家賃滞納は賃貸借契約の義務違反にあたる行為ですが、法律上では、1ヶ月分の家賃滞納では原則として契約解除はできないものとされています。ただし、滞納が2ヶ月3ヶ月と続けば強制退去の可能性が出てきます。加えて連帯保証人に迷惑をかけたり、個人信用情報がブラックリスト入りになったりするリスクもあります。
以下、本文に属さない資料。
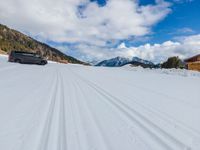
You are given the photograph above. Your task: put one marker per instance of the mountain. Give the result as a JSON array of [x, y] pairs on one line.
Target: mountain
[[121, 61], [13, 40], [114, 62]]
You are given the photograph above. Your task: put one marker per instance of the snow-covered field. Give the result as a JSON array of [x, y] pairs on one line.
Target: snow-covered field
[[74, 107]]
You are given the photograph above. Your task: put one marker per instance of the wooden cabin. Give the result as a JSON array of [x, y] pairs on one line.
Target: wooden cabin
[[193, 63]]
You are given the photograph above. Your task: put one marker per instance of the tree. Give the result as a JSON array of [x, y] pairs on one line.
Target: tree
[[173, 62]]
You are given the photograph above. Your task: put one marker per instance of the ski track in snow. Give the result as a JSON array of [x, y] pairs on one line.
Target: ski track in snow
[[74, 107]]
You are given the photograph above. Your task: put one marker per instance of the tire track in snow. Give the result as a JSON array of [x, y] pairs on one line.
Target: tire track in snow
[[53, 134], [164, 138], [95, 125]]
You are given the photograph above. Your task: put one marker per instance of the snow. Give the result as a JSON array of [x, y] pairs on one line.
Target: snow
[[75, 107]]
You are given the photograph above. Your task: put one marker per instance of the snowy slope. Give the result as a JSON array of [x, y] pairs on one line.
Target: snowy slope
[[114, 62], [74, 107]]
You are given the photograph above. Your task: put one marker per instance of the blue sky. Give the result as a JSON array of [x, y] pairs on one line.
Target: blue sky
[[182, 21], [101, 29]]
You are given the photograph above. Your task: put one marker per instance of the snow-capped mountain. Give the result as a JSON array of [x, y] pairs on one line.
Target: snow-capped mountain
[[114, 62], [121, 61]]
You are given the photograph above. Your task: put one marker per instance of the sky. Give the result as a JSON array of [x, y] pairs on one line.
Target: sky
[[94, 30]]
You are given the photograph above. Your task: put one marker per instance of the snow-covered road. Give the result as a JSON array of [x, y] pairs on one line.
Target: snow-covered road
[[73, 107]]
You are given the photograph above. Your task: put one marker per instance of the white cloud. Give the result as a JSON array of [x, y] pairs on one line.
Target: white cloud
[[185, 47], [61, 20]]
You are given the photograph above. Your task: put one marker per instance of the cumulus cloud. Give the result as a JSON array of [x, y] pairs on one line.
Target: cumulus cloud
[[184, 47], [81, 20]]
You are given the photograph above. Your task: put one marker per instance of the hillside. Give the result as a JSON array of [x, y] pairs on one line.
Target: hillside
[[73, 107], [11, 39], [121, 61]]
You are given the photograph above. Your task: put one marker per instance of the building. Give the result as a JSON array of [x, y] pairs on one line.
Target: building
[[193, 63]]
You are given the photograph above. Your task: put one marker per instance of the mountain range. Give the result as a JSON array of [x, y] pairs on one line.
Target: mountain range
[[121, 61], [14, 40]]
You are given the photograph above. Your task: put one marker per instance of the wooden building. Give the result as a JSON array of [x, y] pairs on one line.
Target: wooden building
[[193, 63]]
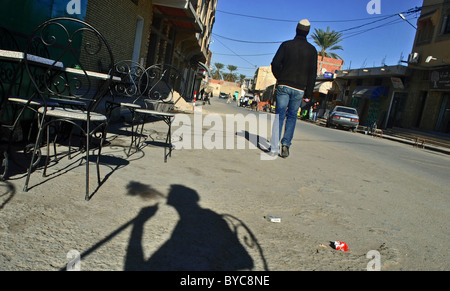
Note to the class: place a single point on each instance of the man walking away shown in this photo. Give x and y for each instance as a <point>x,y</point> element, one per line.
<point>295,68</point>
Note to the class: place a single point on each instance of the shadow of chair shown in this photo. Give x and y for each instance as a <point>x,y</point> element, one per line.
<point>164,87</point>
<point>78,86</point>
<point>20,101</point>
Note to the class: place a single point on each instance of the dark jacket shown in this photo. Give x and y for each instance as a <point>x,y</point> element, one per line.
<point>295,65</point>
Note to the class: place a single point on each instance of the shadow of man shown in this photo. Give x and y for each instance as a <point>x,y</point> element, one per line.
<point>201,240</point>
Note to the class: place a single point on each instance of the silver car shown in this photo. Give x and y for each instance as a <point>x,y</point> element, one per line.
<point>344,117</point>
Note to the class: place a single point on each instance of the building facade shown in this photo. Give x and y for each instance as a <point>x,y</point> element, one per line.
<point>175,32</point>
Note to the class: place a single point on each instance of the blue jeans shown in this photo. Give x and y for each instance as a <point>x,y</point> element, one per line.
<point>288,103</point>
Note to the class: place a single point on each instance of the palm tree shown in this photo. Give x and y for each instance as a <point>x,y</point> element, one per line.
<point>328,41</point>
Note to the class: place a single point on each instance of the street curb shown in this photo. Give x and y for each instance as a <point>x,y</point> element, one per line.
<point>398,139</point>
詳しくは家賃滞納、いつまで・どれくらいまでなら許される?をご覧ください。
家賃を滞納したらどうなる?
家賃を滞納した場合に起こりうるケースは以下のとおりです。
- 督促の連絡が入る(まずは本人、次いで連帯保証人)
- 延滞損害金を請求される
- 督促状の送付代を請求される
- 長期の滞納で強制退去の実行
詳しくは家賃を滞納したらどうなる?をご覧ください。
家賃の支払い方には種類があると聞きましたが、どのように違うのですか?
家賃の支払いサイクルには主に2つの方法があります。翌月分の家賃を当月末までに支払う「前家賃」と、当月分の家賃を当月末までに支払う「後家賃」です。たとえば、4月分の家賃を3月末までに支払うのが前家賃、4月末までに支払うのが後家賃となります。
「前家賃」と「後家賃」では、どちらが一般的ですか?
多くの賃貸物件では「前家賃」が一般的です。これは、貸主にとって家賃の未払いリスクを軽減できるためです。
自分の借りている物件が「前家賃」か「後家賃」かを知るには、どうすれば良いですか?
ご自身の契約が前家賃か後家賃かは、賃貸借契約書に必ず記載されています。「支払期日」や「賃料の支払い方法」といった項目を確認しましょう。契約書を見ても分からない場合は、不動産会社や大家さんに確認してください。
家賃の支払い方法(前家賃か後家賃か)は、自分で選べますか?
残念ながら、入居者が家賃の支払い方法を基本的に選ぶことはできません。物件ごとに支払いサイクルが決まっているため、契約前にどちらの方法かを確認することが大切です。
「前家賃」のメリット・デメリットを教えてください。
貸主にとって前家賃は、家賃滞納リスクを抑えられるメリットがあります。入居者にとっては、退去月の家賃負担が事前に分かり計画しやすい一方、入居時の初期費用に前家賃分が必要になる点がデメリットと感じるかもしれません。
支払いサイクルについて、契約前に特に注意すべきことはありますか?
契約前には、賃貸借契約書をよく読み、家賃の支払いサイクル(前家賃か後家賃か)、支払期日、支払い方法(口座振替、振込など)を把握しておくことが重要です。疑問点があれば、契約を結ぶ前に不動産会社へ必ず確認しましょう。